Brunner linked the timing to remarks he made in January 2026, when he said the Commission was set to adopt the report in the coming months and that Cyprus could take a decisive step as early as this spring.
His comments place the next formal stage of Cyprus’s long-running effort to enter the passport-free zone inside a short political window, with the Commission signaling support while also keeping technical conditions in place.
Brunner said Cyprus’s accession is tied to how it handles the Green Line and other special circumstances, a formulation that points to the island’s unusual position inside the European Union.
He said the Commission is ready to work with Cyprus on how Schengen obligations can be implemented in a way that fits the island’s situation. That would leave Brussels backing entry while tailoring implementation to conditions on the ground.
At the same time, Brunner pointed to migration enforcement as an area where Cyprus had shown progress. He said the country returned three out of every five people without the right to stay in the EU in 2025.
The figure was presented as evidence that Cyprus had moved ahead on returns policy while pressing its case for accession. Returns policy has become part of the Commission’s broader assessment of whether member states can apply common Schengen standards in practice.
The latest Commission communication still says work must continue to complete Cyprus’s Schengen accession and achieve full implementation of the relevant Schengen rules. That language leaves support for membership intact, but it also makes clear that the Commission does not yet treat the process as finished.
Brunner’s remarks set out a two-track message. Politically, the Commission backs Cyprus’s bid. Administratively, it still expects the country to complete the remaining work required for full implementation.
The timeline he gave in January 2026 remains the clearest public marker. He said the report would be adopted in the coming months, with a decisive move possible as early as this spring.
That sequence matters because the report is the next document expected from the Commission on the accession process. Once adopted, it would show how Brussels judges Cyprus’s readiness and how far the island has gone in meeting the rules tied to Schengen membership.

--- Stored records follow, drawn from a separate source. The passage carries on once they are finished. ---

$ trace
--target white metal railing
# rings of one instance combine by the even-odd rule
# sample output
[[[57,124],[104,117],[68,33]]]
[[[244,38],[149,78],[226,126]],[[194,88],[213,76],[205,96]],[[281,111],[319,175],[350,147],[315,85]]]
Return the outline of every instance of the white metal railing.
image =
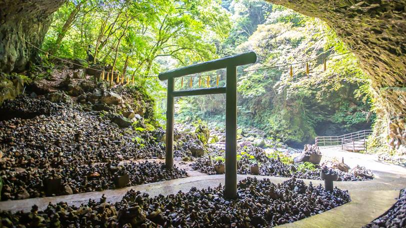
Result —
[[[318,136],[315,143],[318,146],[341,146],[342,150],[366,150],[366,138],[372,133],[372,130],[363,130],[338,136]]]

Cyprus’s case also stands apart because Brunner explicitly tied accession to the Green Line and to “other special circumstances.” He did not present those issues as obstacles outside the process; he framed them as matters the Commission was prepared to address with Cyprus while applying Schengen obligations.

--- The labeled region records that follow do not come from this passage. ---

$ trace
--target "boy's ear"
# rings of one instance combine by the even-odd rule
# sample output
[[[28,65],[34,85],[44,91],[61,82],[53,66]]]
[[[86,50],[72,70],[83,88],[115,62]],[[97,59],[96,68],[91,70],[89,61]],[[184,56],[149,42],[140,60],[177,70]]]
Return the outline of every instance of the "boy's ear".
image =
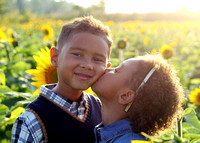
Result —
[[[118,102],[122,105],[126,105],[134,100],[135,95],[135,91],[129,89],[119,95]]]
[[[110,66],[111,66],[111,62],[108,62],[106,68],[110,68]]]
[[[58,57],[58,50],[55,47],[52,47],[50,50],[51,56],[51,64],[56,67],[57,66],[57,57]]]

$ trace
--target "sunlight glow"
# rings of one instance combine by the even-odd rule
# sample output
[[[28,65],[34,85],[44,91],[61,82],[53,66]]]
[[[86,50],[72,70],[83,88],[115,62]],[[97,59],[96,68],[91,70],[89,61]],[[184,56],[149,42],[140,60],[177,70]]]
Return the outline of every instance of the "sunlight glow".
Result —
[[[97,5],[100,0],[66,0],[83,7]],[[200,12],[199,0],[105,0],[106,13],[169,13],[182,9]]]

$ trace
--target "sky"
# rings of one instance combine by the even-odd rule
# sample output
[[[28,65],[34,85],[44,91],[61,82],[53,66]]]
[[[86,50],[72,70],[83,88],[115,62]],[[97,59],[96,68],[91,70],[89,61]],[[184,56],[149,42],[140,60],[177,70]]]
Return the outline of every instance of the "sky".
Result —
[[[100,0],[66,0],[88,7]],[[106,13],[169,13],[186,8],[190,12],[200,11],[200,0],[105,0]]]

That approach suggests the Commission is not treating Cyprus as a standard file. It is signaling that the island’s conditions require practical arrangements, even as the legal and operational benchmarks remain in force.
Brunner’s comments on returns policy added another piece to the Commission’s message. By citing the three out of every five return rate for people without the right to stay in the EU in 2025, he highlighted an area where Cyprus can point to measurable performance rather than general pledges.
Still, the latest Commission communication does not describe the accession work as complete. It says Cyprus must continue working to achieve full implementation of the relevant Schengen rules, leaving the final stretch tied to compliance as much as political support.
The combination of those statements has narrowed the picture around Cyprus’s bid. The Commission backs entry, expects to issue its evaluation report on Cyprus’s Schengen bid soon, and says it is ready to adapt implementation to the island’s circumstances, including the Green Line.
What remains before accession, in the Commission’s own framing, is completion of the work needed for full application of Schengen rules. Until that point, Cyprus has support from Brussels, a report due in the coming months, and a possible decisive step that Brunner said could come as early as this spring.